From Trials to Triumph: Our Eternal Destiny in Christ(Desiring God) invokes Jonathan Edwards in a vivid theological image (Edwards’ language that Christ "poisoned death" and death "vomited him out") as a way of summarizing how Christ’s suffering and resurrection turn death into a passage to glory; Piper uses Edwards’ metaphor to press the pastoral assurance that Christ’s tasting of death secures believers’ destiny.

Empowered Living: Understanding Our Identity in Christ(SermonIndex.net) names Jonathan Edwards earlier in the sermon as an exemplar of experience-informed theology and elsewhere draws on patristic/modern rhetorical echoes (Pauline frameworks) to buttress the claim that Christ’s exaltation of human nature is for the church’s empowerment; the preacher uses Edwards’ concern for lived experience to argue that doctrinal truth about Christ’s enthronement must translate into present power for holiness.

Hebrews 2:5-9 Illustrations from Secular Sources:

God's Glory: Strength in Weakness and Humanity's Calling(David Guzik) uses contemporary scientific and cultural images to make the Psalm concrete: he catalogs observable astronomy (how many stars visible to naked eye vs telescopes, how vast the universe is, and the impression this gives of God’s greatness), mentions modern nature programs, microscopes and telescopes as ways we now more richly "consider the heavens," and contrasts cosmic vastness with the fragility and wonder of newborn infants to illustrate how God’s glory is displayed both in the heavens and in human weakness.

From Trials to Triumph: Our Eternal Destiny in Christ(Desiring God) peppers his exposition with vivid present‑day and experiential analogies—storms and tornadoes, meteorologists' lack of ultimate control, airplane technology vs human helplessness before death, advances of medicine that nevertheless cannot stop death—to dramatize Hebrews’ observation "we do not yet see everything subject to them" and to make palpable the preacher’s pastoral point that Christ alone turns our present helplessness into assured future dominion; Piper’s concrete references to weather, medicine, and modern technology function as rhetorical contrasts that magnify the unexpectedness of Psalm 8’s promise fulfilled in Christ.

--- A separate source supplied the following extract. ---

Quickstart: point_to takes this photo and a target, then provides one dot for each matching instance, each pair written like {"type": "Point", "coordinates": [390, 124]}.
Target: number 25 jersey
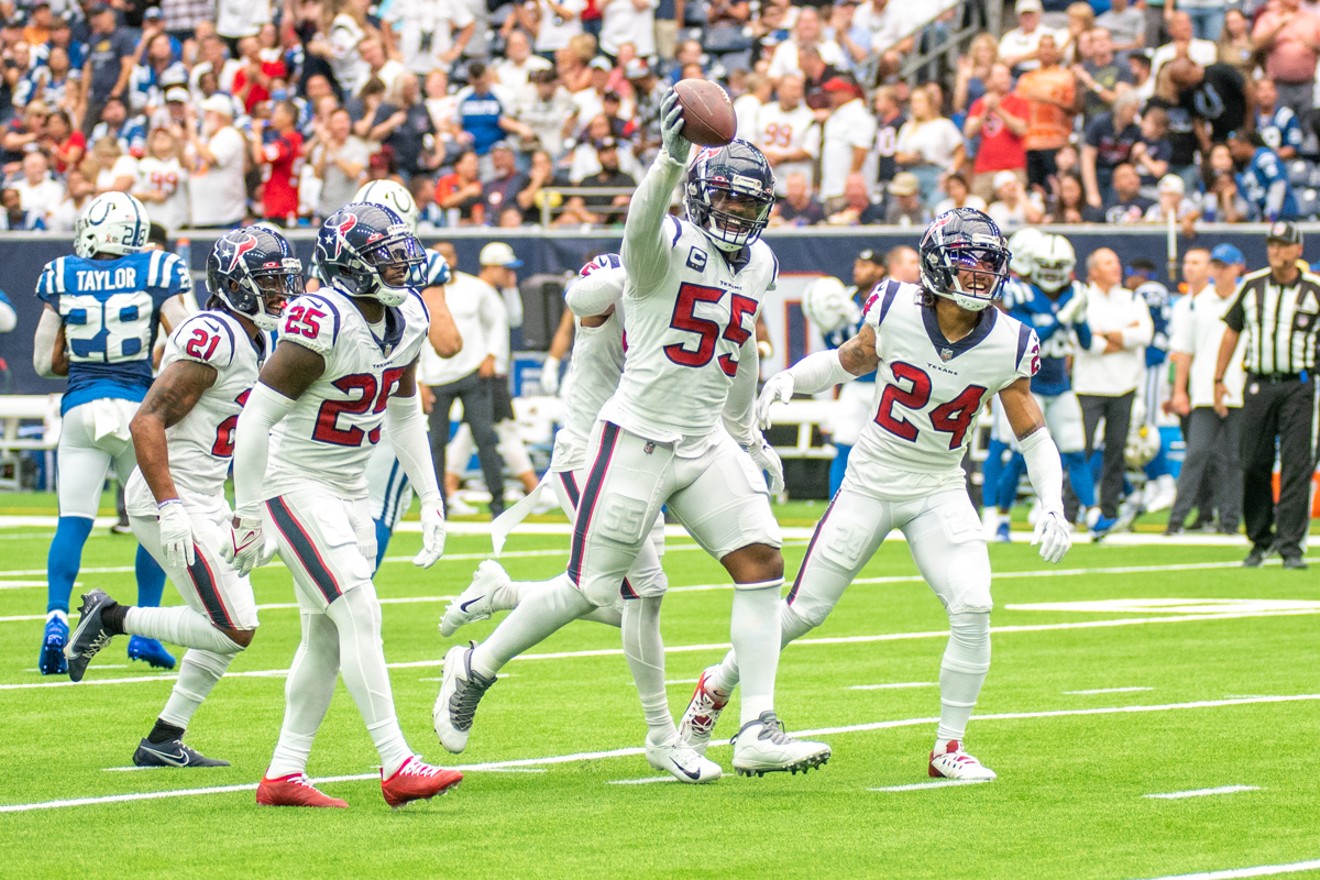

"Sermon title: Jesus: Our Author of Salvation and Hope"(Bemidji Crossroads) uses a variety of secular and contemporary illustrations tied to Hebrews 2:5–9: the pastor opens with personal, local anecdotes (a class reunion and a zip-code pronunciation joke) to make the “founder” metaphor relatable; later he brings up cultural fears about death with examples (people freezing heads, attempts to cheat death) and cites a secular-sounding “art of dying” summary (attributed to “Robert Neil”) and a psychologist’s taxonomy of death-fears (loss of mastery, incompleteness, separation, unfamiliarity) to frame why Jesus’ “tasting death” is pastoral good news, and he also references the film The Passion of the Christ and modern medical studies about crucifixion respiration to give vivid, contemporary sense to Jesus’ suffering—these secular stories and studies are used to make the stakes of the atonement tangible and to contrast Christian hope with other religious death-views (he also recounts a conversation with an Islamic missionary to illustrate alternative eschatological claims).

"Sermon title: Grace: God's Sovereign Love and Our Restoration"(CrossLife Elkridge) employs popular-culture analogies to make Hebrews 2:5–9 concrete: he invokes the reality-TV conceit (the CEO who goes “incognito” to work among employees, i.e., Undercover Boss / Incognito Boss) as an analogy for the exalted One who temporarily lowers himself by becoming man, and he uses the secular cultural memory of “Band of Brothers” (the military brotherhood image) to illuminate the brotherly solidarity theme in Hebrews—these secular analogies serve to translate the ancient doctrine of incarnation and ecclesial brotherhood into everyday, relatable terms.